CNN fp16 slower than fp32 on Tesla P100

(Jiaming Sun) #1

Hi there, I’m testing with fp16 features of pytorch with a benchmark script provided here, getting these result(all with CUDA8 and cuDNN6):

➜  ~ python
Titan X Pascal(Dell T630, anaconda2, pytorch 0.3.0):
FP32 Iterations per second:  1.7890313980917067
FP16 Iterations per second:  1.8345766566297141

Tesla P100(DGX-1, anaconda3, pytorch 0.3.0):
('FP32 Iterations per second: ', 2.001722807676548)
('FP16 Iterations per second: ', 1.9109340821222125)

Tesla P100(DGX-1, pytorch docker image provided by NVIDIA, pytorch 0.2.0):
FP32 Iterations per second:  1.9826932313239591
FP16 Iterations per second:  1.8854441494961636

For the detailed information of the docker image refer to here, it is theoretically optimized for DGX-1.
It can be seen that on P100 fp16 is even slower than fp32. Am I doing anything wrong? or PyTorch fp16 support is still under heavily developing? If so is there any doc for fp16 support status?

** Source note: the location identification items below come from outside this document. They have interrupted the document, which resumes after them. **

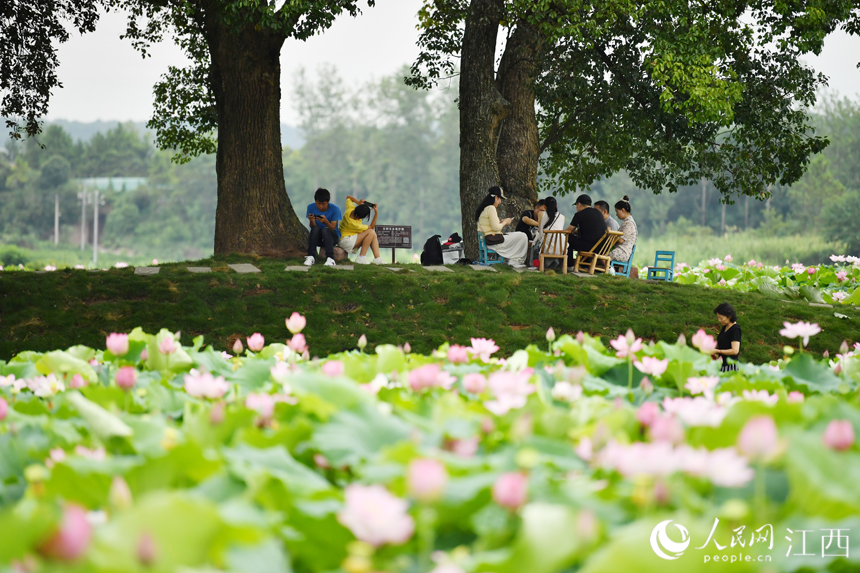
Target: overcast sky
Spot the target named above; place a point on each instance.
(104, 78)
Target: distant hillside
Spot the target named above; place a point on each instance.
(79, 130)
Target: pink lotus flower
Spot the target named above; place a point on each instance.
(375, 516)
(458, 354)
(426, 479)
(72, 539)
(296, 323)
(117, 344)
(126, 377)
(647, 413)
(167, 346)
(510, 391)
(474, 383)
(626, 345)
(297, 343)
(333, 368)
(511, 490)
(839, 435)
(483, 348)
(147, 549)
(666, 430)
(652, 366)
(704, 342)
(759, 438)
(702, 385)
(204, 385)
(256, 342)
(801, 330)
(795, 397)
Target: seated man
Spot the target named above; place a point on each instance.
(603, 207)
(529, 220)
(323, 216)
(588, 226)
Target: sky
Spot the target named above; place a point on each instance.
(105, 79)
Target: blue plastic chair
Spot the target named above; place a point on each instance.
(659, 273)
(484, 253)
(625, 266)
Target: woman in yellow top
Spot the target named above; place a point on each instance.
(514, 246)
(355, 236)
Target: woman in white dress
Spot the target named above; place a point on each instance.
(514, 245)
(551, 220)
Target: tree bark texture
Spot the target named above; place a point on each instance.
(519, 141)
(482, 109)
(254, 214)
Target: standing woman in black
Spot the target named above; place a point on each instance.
(729, 338)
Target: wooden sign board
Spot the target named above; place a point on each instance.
(394, 237)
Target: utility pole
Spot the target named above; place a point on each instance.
(56, 219)
(96, 227)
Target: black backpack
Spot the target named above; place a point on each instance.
(432, 254)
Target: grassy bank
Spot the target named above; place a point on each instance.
(63, 308)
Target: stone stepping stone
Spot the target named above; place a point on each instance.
(439, 269)
(244, 268)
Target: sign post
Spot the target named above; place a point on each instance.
(394, 237)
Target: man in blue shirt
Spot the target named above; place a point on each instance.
(323, 217)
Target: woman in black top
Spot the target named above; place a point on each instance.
(729, 338)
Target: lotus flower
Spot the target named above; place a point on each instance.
(802, 330)
(652, 366)
(704, 342)
(839, 435)
(458, 354)
(204, 385)
(117, 344)
(72, 539)
(626, 345)
(483, 348)
(333, 368)
(474, 383)
(375, 516)
(759, 438)
(426, 479)
(511, 490)
(256, 342)
(296, 323)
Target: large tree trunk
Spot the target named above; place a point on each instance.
(482, 109)
(519, 142)
(254, 214)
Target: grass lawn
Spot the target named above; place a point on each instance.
(60, 309)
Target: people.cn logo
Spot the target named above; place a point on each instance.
(663, 546)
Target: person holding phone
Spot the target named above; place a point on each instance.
(323, 217)
(356, 236)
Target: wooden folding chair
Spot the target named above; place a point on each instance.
(599, 254)
(554, 242)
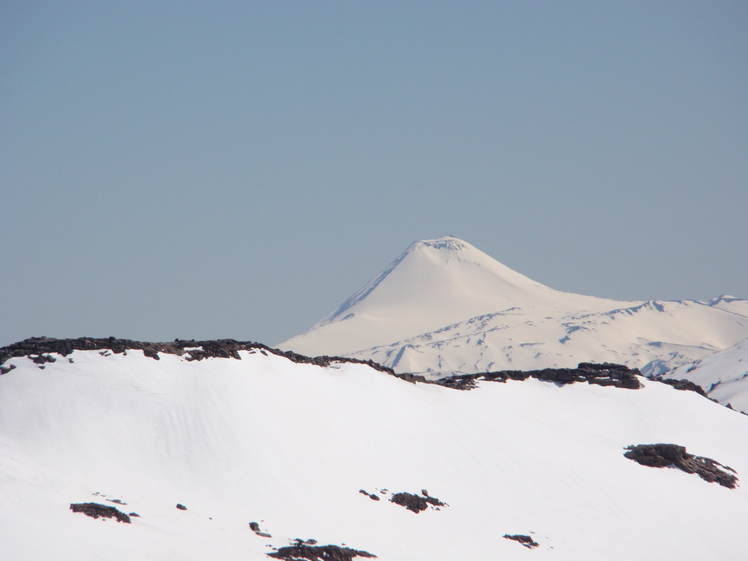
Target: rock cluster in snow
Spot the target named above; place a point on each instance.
(665, 455)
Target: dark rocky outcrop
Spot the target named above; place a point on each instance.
(372, 496)
(308, 550)
(415, 503)
(605, 374)
(683, 385)
(40, 349)
(527, 541)
(96, 510)
(674, 455)
(255, 527)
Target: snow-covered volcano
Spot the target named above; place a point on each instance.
(258, 450)
(723, 375)
(445, 307)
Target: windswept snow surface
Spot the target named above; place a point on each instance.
(444, 307)
(724, 375)
(290, 445)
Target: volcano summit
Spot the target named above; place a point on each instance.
(445, 307)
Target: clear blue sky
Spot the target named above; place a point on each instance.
(238, 169)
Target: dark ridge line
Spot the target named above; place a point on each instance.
(605, 374)
(38, 347)
(39, 350)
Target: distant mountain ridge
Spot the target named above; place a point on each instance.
(444, 307)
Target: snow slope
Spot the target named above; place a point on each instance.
(445, 307)
(724, 375)
(290, 445)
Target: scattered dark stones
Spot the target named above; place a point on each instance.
(372, 496)
(527, 541)
(302, 550)
(96, 510)
(255, 527)
(683, 385)
(42, 358)
(605, 374)
(6, 369)
(673, 455)
(415, 503)
(39, 348)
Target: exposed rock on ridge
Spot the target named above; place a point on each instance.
(665, 455)
(39, 349)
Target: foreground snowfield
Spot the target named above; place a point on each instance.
(289, 446)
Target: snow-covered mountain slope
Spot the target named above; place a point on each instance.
(290, 446)
(444, 307)
(723, 375)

I would like to do more testing if needed, thanks a lot!
And another thanks for this great framework!


on P100 we dont expect FP16 to be any faster, because we disabled FP16 math on P100 (it is numerically unstable). We use simulated FP16, where storage is FP16, but compute is in FP32 (so it upconverts to FP32 before doing operations).